Hello—
Using AD with the Gauss 2F1 function has come up in some work I am doing. I am incredibly impressed by the performance and functionality of HypergeometricFunctions.jl, but I’m having a strange issue where only for only a somewhat narrow band of values for the second argument I’m getting a stack overflow error. I’m having a lot of trouble narrowing down where in the source I should be looking and I’m hoping somebody can provide advice.
Here is a MWE minus the unicode, which I can’t get to work here:
using HypergeometricFunctions, ForwardDiff
fun(arg, v) = _\_2 F \_1 (0.5, 0.5*(v+1), 1.5, -(arg^2)/v)
ForwardDiff.derivative(v->fun(2.4, v), 1.825) # error
ForwardDiff.derivative(v->fun(2.4, v), 1.8) # works fine
The error is a stack overflow on unsafe_gamma on a line which defines this:
unsafe_gamma(x::Real) = unsafe_gamma(float(x))
and then this function gets called from this one:
G(z::Number, ϵ::Number) = ϵ == 0 ? digamma(z)/unsafe_gamma(z) : (inv(unsafe_gamma(z))-inv(unsafe_gamma(z+ϵ)))/ϵ
From some print debugging, it is the call to inv_unsafe(z+\epsilon) that gets caught in an infinite loop.
So here’s where I can’t figure out where to go: unsafe_gamma is defined for duals, using DualNumbers.
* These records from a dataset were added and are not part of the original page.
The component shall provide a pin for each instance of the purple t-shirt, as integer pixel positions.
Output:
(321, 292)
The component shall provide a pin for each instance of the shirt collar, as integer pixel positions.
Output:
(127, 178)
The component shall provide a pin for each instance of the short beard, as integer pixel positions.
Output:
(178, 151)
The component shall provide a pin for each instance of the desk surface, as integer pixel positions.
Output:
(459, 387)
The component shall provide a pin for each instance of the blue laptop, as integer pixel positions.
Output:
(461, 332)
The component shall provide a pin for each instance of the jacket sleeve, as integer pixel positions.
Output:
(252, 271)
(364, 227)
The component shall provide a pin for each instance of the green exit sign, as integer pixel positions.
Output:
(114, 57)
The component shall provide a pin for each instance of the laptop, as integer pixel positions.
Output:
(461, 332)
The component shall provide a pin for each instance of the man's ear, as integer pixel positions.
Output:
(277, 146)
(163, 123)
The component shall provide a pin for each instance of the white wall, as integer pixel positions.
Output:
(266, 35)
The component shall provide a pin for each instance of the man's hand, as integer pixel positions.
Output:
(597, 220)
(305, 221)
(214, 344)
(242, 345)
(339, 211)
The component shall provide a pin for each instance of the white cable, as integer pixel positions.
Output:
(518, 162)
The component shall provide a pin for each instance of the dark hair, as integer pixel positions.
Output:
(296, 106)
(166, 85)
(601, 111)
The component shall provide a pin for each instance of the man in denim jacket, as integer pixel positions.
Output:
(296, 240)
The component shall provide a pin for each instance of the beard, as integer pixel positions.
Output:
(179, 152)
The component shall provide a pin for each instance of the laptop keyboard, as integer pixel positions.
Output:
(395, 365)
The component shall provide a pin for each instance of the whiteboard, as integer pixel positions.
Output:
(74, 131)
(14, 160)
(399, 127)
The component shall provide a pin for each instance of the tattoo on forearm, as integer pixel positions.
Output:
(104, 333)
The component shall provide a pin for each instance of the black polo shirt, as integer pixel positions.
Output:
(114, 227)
And when I print \epsilon, I get a dual. But that branch of the dispatch doesn’t seem to be getting called, and isreal(\epsilon) even seems to return true, which is what I think is causing the issue. I’m pretty stumped about what could be causing that. Can somebody help me?
Thank you so much in advance for reading.